どうにか落ち着かせようと目を伏せると、瞼の裏に今までの彼との思い出が次から次へと浮かんでくる。
(ああ……今まで、色んな事あったなぁ……)
他の誰にも言えないような、心からの本音が吐き出せて。
時にはひどい言葉ぶつけて、感情をさらけ出して。
でも嫌じゃない。
いや、嫌と言えば嫌だけど……本人自身を嫌いにはならない。
これはきっと、ハルもそう。
直接聞いたわけじゃないけど、強い確信があった。
怒ってぶつかったりしながらも、なんとなくお互い自然と受け入れられる。
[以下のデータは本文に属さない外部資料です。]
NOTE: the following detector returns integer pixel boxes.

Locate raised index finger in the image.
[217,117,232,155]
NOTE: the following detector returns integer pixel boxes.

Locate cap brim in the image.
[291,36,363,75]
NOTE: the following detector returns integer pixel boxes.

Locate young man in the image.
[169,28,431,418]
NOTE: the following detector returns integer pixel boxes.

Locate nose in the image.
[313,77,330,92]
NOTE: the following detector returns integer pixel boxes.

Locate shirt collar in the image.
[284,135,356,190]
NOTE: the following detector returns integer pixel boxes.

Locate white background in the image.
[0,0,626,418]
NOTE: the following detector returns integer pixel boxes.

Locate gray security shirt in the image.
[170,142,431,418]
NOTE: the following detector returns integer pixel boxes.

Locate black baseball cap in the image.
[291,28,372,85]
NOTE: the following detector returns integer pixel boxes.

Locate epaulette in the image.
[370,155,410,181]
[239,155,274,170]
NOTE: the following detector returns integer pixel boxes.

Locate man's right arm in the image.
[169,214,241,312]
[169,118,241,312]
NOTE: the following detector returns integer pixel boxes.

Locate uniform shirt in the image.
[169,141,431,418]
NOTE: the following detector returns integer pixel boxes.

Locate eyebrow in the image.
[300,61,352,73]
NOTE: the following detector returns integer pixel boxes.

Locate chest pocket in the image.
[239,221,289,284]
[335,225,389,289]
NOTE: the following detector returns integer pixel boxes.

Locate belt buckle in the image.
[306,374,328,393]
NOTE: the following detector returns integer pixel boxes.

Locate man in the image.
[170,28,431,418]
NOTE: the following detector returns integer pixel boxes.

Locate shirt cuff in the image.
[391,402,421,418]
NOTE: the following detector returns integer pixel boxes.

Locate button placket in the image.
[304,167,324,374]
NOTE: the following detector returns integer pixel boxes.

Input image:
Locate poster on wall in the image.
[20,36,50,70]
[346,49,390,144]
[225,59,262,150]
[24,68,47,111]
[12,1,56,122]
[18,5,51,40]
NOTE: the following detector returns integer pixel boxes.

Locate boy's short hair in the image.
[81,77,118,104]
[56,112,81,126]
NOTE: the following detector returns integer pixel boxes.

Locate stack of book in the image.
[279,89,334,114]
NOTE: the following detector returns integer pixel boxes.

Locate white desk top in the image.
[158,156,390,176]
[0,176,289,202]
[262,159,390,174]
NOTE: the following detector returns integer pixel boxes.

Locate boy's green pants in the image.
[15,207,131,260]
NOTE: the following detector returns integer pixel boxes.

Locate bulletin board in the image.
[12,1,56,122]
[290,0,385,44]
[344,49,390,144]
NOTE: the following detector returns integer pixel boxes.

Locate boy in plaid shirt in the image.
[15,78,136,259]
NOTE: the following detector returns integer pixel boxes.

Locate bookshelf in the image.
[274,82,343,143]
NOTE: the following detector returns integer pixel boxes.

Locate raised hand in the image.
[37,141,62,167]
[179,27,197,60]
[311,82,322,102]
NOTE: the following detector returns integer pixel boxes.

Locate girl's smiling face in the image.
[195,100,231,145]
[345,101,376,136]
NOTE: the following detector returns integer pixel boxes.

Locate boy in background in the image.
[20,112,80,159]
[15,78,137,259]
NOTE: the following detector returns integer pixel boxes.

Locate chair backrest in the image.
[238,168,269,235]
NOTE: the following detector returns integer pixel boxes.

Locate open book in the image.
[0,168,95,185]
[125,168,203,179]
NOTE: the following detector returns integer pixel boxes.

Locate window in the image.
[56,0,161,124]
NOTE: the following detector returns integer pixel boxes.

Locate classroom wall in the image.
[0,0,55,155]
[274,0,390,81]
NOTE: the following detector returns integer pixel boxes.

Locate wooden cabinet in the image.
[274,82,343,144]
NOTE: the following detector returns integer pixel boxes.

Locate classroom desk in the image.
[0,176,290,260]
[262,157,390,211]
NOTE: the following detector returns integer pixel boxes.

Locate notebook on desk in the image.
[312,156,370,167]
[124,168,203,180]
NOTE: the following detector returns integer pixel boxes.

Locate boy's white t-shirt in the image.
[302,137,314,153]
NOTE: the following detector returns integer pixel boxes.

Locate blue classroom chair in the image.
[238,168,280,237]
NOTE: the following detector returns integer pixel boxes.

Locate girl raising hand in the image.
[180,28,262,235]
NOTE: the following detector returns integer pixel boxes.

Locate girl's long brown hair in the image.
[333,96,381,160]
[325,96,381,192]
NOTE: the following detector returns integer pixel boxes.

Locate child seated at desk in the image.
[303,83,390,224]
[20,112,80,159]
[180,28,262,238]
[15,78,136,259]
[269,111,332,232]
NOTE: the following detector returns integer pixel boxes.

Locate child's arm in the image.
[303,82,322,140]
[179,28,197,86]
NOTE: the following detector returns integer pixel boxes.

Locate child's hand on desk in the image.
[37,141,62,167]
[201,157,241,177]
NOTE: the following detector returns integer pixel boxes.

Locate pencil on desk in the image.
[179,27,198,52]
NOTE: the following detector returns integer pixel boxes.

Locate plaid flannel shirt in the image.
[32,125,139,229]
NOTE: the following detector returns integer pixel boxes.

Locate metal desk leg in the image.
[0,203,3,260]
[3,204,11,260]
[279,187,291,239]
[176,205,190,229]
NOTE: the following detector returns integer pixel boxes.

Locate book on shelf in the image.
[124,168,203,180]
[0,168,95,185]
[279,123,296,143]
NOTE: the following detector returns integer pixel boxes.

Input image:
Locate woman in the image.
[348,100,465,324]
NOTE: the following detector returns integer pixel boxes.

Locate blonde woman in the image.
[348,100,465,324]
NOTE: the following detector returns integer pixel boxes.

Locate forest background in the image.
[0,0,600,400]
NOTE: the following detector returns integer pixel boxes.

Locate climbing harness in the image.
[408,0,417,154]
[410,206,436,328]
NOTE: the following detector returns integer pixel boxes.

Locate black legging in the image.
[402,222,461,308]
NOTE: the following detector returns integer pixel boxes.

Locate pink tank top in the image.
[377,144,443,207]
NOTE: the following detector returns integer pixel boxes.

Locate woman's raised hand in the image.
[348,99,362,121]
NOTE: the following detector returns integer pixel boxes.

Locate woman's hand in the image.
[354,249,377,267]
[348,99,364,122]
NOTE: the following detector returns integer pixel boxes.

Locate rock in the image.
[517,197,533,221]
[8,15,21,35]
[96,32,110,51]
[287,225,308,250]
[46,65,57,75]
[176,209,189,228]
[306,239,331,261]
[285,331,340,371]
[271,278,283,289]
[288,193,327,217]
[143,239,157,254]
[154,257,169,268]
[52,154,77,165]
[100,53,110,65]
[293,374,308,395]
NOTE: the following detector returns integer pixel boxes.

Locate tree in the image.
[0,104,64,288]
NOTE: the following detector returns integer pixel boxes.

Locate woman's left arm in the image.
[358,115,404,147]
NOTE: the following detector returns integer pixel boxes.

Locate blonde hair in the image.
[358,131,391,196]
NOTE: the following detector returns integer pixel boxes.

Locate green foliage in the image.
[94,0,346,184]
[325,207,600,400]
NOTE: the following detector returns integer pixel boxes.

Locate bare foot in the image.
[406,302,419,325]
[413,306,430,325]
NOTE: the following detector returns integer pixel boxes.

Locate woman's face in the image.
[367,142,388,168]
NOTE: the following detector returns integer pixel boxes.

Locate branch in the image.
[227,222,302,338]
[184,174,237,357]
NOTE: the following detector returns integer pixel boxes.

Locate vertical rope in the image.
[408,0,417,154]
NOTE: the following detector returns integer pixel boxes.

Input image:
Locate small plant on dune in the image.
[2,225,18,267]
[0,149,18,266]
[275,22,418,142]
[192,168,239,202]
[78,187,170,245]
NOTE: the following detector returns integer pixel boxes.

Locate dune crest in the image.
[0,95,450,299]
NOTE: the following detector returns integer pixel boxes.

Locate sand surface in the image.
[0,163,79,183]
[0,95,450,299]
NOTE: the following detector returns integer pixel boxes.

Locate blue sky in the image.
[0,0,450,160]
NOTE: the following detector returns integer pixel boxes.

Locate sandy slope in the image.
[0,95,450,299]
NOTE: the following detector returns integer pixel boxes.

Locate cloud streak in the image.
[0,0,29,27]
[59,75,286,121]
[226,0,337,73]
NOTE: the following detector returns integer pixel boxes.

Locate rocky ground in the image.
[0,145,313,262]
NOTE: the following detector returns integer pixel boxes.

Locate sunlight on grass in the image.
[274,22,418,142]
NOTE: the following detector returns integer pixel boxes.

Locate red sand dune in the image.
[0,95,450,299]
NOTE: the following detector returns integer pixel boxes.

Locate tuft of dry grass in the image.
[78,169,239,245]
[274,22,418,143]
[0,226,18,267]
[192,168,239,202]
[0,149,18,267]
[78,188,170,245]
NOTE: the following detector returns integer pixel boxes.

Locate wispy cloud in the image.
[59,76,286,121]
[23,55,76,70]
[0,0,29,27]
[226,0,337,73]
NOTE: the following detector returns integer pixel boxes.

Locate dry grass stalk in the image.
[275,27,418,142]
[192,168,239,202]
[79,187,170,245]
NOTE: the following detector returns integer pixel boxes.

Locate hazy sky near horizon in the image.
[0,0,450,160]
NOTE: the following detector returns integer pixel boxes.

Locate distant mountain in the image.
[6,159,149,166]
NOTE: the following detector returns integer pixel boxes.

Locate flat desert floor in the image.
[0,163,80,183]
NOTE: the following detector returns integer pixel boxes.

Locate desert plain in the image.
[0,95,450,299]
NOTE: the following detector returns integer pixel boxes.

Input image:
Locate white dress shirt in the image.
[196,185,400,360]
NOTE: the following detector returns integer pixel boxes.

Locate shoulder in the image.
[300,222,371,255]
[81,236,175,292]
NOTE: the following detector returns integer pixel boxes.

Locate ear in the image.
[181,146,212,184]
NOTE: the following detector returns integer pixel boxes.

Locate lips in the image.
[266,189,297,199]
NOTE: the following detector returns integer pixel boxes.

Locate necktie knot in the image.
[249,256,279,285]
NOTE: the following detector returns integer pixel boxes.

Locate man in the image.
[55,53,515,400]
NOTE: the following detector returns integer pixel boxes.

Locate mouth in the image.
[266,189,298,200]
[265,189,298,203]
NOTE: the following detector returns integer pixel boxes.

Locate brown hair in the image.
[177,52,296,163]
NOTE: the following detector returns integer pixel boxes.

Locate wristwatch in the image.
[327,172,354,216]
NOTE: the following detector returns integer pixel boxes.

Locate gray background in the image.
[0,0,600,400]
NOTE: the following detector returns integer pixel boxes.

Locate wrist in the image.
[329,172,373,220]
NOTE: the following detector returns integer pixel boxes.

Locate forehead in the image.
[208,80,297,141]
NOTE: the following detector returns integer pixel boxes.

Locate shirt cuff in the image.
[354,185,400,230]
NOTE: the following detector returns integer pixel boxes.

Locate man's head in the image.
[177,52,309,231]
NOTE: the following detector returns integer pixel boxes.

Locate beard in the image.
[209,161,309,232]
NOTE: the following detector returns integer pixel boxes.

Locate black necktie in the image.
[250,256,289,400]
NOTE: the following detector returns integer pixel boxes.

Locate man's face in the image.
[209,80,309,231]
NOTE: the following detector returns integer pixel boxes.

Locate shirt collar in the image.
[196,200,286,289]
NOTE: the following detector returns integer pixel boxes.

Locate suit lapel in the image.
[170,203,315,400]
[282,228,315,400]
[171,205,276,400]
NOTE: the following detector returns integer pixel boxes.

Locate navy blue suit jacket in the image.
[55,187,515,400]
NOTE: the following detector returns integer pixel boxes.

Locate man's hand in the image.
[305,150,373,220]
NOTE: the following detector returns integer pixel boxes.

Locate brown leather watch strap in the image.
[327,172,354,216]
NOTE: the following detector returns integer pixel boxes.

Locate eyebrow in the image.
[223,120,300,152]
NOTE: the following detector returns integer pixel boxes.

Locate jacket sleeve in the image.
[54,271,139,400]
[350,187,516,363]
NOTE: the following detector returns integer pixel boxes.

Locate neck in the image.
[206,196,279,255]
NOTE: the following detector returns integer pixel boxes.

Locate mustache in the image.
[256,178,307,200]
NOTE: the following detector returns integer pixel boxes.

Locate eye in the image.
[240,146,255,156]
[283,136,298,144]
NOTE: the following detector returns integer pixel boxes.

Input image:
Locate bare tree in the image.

これって何だろう?
好きだけど、恋じゃない。
ドキドキしないし緊張もない。
じゃあ、なんだろう……親友?
いや、なんか違う。
これは、愛情?
それももっとこう、緩くてふわっとした……家族愛みたいな?
お互いにいて当たり前、みたいな……そんな感覚。
サイラスとも、セルジュさんとも、また違ったもの。
ハルは……こう言うのも何だけど、決してイケメンじゃない。
見た目はそこまで好き!ってほどじゃない。
でも、この先一緒に生きていくなら……ハルがいい。
彼の側にいるのが好き……もっと言うと、彼の側にいる私が好き。
激しいドキドキはないけど、ふわふわとした暖かい愛情がある。
(あれ?もしかして……)
これが私の幸せなんじゃない?
これこそが、私が求めていた幸せなんじゃない?
気づいたら手元に雫が垂れてきていた。
ポタリ、ポタリとこぼれ落ちてくるそれをハンカチで拭うと、拭いたそばからまた次の雫が垂れてくる。
(ハル……)
やっと気づいた、彼の存在の大きさ。
私にとって空気のようで、そこにあるのが当たり前だった。
彼の事なんてほとんど注目した事がなかった。
でも、空気がなければ生きていけないように……私には彼がいなきゃ駄目なんだ。
失恋で苦しんでた時は、彼の優しさに胡座をかいていた。
頼まなくても向こうから勝手に本気で心配してくれて……でもいざ立ち直った時にも何のお礼言わなくても良くて、むしろうるさいって怒って邪険な扱いをしても許してくれる。
それら全部、ハルの優しさに甘えてたんだ。
彼がいなきゃ、きっとあのつらさは乗り越えられなかった。
(私……謝らなきゃ、彼に)
大切なものを失ってしまう前に。